I invite you, if any of the above depicts where you find yourself in FCC, to leave without announcing it to anyone, and find the protection of another church, or you own family. If you feel you have been spiritually abused by FCC, you should seek Spiritual and if necessary, legal protection. If anyone in FCC forbids you to seek outside counsel from people not affiliated with their “church” you should leave and not tell anyone within the organization. It has taken my wife and I almost 20 years to be set free from the spiritual abuse of FCC.
You are loved here.
Doug Pacheco
Former member of FCC
1986-1990
From Christie
Posted: September 5, 2011 in Spiritual Abuse, UncategorizedTags: abuse, spiritual abuse, university of arizona
I hope your site helps a lot of people get OUT of FCC and others decide NOT to support those raising support to lead others from U of A into this unhealthy cult-like environment.
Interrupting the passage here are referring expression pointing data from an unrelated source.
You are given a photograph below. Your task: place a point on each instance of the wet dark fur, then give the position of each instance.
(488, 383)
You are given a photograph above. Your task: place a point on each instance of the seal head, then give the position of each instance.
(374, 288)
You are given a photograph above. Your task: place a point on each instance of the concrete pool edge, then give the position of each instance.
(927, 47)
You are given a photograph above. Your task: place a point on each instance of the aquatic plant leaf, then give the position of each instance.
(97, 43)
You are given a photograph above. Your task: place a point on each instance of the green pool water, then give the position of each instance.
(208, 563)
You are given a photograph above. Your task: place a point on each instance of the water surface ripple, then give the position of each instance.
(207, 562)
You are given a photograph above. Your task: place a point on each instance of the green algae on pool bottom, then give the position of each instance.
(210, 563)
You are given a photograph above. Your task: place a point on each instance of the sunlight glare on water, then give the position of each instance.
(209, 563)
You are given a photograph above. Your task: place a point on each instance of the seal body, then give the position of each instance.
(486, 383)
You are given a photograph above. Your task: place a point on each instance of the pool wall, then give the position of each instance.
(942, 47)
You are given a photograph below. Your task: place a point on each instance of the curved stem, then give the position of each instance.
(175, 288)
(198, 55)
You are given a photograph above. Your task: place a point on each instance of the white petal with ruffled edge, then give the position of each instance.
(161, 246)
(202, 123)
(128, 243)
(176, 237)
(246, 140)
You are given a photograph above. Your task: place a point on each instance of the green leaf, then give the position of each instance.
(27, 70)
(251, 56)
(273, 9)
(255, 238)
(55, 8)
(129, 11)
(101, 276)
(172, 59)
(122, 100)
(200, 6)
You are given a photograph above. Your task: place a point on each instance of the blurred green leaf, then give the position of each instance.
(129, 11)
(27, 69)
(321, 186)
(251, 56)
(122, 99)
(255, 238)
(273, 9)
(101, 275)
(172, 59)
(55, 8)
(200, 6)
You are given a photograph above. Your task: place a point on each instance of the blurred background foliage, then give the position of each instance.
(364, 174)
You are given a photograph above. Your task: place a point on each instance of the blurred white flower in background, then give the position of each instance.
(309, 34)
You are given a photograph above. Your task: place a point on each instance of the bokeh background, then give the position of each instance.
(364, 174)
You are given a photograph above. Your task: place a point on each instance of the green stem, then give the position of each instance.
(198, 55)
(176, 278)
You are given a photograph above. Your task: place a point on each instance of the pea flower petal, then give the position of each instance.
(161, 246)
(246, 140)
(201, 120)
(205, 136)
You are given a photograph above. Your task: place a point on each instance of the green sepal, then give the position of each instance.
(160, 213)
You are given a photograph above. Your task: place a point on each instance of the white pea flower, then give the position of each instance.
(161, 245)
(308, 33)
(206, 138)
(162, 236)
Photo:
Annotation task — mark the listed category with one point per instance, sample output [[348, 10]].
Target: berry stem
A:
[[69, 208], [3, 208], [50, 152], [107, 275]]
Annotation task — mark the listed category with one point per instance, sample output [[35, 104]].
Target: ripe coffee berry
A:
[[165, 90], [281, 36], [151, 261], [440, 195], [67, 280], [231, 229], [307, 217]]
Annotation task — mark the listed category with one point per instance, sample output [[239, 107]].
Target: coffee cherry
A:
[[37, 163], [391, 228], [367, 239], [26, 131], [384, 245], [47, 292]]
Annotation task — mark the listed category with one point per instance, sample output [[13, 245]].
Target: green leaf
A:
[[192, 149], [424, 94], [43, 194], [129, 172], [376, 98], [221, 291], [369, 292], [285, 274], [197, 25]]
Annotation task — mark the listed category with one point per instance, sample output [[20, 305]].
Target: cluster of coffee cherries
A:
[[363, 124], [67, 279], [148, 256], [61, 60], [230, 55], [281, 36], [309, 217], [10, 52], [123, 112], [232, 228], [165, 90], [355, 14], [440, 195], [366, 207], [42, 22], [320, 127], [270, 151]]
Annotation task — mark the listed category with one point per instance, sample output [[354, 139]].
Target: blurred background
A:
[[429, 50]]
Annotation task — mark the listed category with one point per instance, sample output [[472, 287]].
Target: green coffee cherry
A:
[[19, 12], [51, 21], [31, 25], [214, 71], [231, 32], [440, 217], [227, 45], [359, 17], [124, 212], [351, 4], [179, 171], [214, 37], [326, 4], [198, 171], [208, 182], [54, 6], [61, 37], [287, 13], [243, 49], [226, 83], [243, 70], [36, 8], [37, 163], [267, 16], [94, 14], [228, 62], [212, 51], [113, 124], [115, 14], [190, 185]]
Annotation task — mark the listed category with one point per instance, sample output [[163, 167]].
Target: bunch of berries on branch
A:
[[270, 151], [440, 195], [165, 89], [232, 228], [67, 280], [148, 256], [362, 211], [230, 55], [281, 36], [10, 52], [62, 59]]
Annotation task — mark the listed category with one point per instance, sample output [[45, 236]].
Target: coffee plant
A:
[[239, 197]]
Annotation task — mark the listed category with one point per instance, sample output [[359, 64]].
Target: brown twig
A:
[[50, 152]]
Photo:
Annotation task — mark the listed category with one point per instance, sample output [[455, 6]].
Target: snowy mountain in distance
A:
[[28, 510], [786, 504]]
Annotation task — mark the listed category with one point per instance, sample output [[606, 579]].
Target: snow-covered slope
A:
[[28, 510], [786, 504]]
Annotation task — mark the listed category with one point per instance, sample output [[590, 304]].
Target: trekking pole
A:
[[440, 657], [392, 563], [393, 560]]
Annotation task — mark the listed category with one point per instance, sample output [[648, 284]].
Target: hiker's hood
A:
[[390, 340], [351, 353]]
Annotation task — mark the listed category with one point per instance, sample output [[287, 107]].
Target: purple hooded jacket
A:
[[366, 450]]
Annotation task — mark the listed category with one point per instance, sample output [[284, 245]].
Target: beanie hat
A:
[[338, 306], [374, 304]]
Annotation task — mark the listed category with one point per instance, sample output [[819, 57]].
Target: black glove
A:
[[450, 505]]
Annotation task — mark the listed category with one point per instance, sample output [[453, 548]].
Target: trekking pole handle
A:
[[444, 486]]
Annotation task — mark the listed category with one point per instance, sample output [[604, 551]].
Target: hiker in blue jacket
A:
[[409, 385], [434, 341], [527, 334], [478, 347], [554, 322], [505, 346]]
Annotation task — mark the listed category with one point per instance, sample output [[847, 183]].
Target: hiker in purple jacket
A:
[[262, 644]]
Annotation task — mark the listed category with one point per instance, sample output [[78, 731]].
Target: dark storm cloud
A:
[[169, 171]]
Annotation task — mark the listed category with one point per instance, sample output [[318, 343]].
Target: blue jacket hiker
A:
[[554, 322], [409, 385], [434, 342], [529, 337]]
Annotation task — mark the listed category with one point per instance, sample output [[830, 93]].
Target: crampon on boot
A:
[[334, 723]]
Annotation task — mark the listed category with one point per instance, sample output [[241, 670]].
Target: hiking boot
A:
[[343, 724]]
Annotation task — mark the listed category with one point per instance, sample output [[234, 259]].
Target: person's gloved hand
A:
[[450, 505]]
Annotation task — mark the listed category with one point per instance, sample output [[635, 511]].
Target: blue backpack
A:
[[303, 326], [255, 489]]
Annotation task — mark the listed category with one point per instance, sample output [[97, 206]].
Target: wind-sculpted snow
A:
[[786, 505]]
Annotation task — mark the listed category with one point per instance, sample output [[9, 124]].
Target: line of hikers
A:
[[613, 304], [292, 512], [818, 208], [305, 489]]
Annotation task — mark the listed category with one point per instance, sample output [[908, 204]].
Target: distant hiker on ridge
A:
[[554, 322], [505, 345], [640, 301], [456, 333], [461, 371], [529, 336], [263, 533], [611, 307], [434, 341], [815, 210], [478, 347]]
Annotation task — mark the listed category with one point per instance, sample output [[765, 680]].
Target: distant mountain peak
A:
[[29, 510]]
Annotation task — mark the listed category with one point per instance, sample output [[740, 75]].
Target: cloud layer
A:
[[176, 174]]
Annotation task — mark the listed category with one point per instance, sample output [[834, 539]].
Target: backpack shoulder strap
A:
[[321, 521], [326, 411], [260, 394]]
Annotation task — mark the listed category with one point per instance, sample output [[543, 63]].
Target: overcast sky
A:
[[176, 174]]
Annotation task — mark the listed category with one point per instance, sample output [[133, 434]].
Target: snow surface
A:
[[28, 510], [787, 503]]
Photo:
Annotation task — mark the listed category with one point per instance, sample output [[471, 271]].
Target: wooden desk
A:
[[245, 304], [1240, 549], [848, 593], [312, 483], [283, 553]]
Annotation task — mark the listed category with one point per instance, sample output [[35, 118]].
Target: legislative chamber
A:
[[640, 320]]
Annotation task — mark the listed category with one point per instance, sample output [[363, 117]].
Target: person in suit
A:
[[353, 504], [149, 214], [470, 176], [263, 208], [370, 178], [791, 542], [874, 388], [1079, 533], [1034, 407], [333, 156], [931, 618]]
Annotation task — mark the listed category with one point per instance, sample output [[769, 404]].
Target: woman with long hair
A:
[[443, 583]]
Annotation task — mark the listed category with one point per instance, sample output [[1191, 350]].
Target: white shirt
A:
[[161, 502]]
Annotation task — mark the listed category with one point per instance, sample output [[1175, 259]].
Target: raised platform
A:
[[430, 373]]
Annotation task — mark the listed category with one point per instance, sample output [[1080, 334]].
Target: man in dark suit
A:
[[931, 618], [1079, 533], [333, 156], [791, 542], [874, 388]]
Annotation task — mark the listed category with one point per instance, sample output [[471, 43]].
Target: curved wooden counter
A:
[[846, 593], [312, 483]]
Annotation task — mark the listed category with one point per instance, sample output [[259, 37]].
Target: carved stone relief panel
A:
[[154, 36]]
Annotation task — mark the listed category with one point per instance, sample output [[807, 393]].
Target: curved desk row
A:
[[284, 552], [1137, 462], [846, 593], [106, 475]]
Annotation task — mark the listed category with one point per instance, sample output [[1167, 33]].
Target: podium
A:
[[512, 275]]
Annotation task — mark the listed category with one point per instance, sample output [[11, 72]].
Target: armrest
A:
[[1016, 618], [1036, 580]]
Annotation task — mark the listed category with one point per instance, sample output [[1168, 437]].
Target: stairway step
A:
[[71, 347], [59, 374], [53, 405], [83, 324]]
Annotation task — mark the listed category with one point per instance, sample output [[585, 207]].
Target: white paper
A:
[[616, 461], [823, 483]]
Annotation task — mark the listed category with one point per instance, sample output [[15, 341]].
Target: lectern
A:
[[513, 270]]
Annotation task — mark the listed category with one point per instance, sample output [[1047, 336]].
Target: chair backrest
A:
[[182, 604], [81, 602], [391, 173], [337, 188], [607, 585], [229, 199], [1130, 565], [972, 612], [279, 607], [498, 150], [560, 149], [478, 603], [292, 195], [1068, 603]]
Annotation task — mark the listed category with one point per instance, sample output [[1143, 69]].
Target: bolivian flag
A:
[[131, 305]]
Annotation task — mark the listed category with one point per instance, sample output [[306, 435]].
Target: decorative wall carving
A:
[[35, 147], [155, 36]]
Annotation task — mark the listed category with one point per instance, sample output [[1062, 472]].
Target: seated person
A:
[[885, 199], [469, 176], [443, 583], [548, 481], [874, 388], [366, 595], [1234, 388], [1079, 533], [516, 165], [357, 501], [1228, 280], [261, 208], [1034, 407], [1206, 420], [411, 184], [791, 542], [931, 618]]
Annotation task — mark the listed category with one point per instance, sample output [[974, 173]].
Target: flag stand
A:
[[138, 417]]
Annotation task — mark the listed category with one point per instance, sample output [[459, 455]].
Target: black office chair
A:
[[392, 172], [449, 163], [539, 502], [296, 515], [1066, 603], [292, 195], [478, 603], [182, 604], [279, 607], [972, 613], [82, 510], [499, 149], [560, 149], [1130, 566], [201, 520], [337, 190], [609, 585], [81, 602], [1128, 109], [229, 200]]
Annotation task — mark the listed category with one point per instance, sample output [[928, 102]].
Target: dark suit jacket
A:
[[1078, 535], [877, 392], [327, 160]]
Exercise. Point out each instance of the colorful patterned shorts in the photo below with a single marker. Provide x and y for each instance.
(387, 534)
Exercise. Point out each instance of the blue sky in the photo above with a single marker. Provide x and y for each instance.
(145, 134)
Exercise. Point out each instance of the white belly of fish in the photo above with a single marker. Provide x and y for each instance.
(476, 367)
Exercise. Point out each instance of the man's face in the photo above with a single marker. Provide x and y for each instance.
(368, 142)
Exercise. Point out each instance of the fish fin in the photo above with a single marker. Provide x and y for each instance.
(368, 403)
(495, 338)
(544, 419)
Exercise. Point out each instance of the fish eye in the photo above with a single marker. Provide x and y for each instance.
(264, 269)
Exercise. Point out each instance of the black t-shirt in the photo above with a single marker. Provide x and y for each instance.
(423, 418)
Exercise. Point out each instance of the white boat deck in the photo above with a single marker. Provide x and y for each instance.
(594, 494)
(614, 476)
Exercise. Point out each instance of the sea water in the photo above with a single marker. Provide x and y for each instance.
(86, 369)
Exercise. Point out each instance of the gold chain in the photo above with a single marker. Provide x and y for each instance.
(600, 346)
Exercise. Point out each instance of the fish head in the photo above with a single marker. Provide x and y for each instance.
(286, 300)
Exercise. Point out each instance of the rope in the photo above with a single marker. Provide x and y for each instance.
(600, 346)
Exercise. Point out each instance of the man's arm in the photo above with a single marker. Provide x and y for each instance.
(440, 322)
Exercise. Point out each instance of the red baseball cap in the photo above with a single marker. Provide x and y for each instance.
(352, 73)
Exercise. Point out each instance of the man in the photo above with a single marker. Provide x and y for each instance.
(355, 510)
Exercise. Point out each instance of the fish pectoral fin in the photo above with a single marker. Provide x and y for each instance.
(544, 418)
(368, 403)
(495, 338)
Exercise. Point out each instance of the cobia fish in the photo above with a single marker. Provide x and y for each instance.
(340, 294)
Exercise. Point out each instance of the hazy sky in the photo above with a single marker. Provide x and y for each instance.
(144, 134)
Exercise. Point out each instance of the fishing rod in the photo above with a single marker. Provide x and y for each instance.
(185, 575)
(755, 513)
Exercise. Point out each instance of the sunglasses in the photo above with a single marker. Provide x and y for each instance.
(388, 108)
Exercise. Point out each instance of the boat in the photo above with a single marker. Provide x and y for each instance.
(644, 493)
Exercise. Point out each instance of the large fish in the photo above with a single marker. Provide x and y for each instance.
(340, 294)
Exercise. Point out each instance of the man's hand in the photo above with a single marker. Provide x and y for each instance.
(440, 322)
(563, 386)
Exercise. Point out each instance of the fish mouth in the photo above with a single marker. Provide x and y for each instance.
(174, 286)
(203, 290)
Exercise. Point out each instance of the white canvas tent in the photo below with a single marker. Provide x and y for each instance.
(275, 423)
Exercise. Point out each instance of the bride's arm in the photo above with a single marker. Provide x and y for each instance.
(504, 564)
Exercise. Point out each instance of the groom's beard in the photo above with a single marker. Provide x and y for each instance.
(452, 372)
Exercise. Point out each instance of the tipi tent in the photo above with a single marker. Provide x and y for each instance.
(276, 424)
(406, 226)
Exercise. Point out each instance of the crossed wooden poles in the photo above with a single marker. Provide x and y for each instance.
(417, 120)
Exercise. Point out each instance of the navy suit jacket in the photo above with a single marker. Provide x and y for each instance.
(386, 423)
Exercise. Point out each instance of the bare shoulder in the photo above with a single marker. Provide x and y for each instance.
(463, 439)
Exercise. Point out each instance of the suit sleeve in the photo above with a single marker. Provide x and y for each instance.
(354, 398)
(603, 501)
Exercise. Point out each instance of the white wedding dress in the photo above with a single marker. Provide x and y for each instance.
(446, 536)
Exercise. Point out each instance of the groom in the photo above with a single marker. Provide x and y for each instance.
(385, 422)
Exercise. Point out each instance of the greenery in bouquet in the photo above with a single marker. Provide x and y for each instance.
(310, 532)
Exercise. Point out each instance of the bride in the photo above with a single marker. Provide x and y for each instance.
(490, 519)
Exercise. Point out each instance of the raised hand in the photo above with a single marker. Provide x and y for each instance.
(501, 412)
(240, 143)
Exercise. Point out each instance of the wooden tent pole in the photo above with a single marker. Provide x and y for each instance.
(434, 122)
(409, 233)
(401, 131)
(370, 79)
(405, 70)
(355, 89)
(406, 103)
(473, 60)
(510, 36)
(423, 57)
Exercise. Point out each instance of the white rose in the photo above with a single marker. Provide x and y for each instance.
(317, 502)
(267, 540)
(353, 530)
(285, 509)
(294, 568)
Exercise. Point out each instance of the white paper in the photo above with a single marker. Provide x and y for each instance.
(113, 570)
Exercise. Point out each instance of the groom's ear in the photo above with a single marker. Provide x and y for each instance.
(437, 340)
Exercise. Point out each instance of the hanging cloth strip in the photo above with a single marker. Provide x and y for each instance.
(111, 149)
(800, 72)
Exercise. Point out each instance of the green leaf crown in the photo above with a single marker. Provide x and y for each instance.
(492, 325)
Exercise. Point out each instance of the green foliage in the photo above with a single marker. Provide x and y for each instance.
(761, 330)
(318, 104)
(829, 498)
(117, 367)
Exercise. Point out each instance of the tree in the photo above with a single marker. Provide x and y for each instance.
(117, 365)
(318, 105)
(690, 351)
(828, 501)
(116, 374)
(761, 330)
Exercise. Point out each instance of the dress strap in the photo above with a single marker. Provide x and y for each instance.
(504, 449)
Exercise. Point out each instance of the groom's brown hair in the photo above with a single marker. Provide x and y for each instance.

Steve Halls abuse was devastating to me and the control he has over others in his congregation is sad. He said once that he prides himself on “breaking People down to nothing and then building them up the way he wants them” I thought that was God’s job but his “breaking down” was a bit too much for me as I was at a fragile point in my life when I attended there and lived with his family. I started seeing a local counselor for which I was “rebuked!” The counselor told me that he had heard horror stories of those in this ministry and he was sure that he could not help me until I was willing to get out of that environment. I did. God has healed me. I still have a fear of male authority and being taken advantage of – (I wish I had free slave labor like Steve does!) It felt like Steve didn’t really care about individuals just “HIS agenda” He bragged about being the richest pastor in Maranatha and all that he owned. I would over hear the staff meetings as they bad mouthed all those they discipled who did not “drink the coolade” Personal issues where discussed and comments made about others that should never come out of a caring person’s mouth. Many people in Tuscon saw the same counselor that I did as they encountered the control issues and this counselor referred them to me. One time I went by with one girl to discuss with her roommates the fact that she would not be attending FCC anymore. They asked if they could “still rebuke her!” That makes me cringe! Not could they still encourage her but rebuke her!
Many people who I knew got phone calls to meet them about supporting campus ministers. They knew I had attended there and called me to ask what I thought of the ministry. I just told them my experience and really had no bad feelings anymore about Steve or others. Steve called my current pastor at a different church in Tuscon and asked me not to speak badly of FCC when people were trying to raise their financial support. He said that he had changed and that all was well there. Apparently it is not. I’m glad that youu have this website and that people can stay away from FCC if they are still practicing the same sort of abuse and control.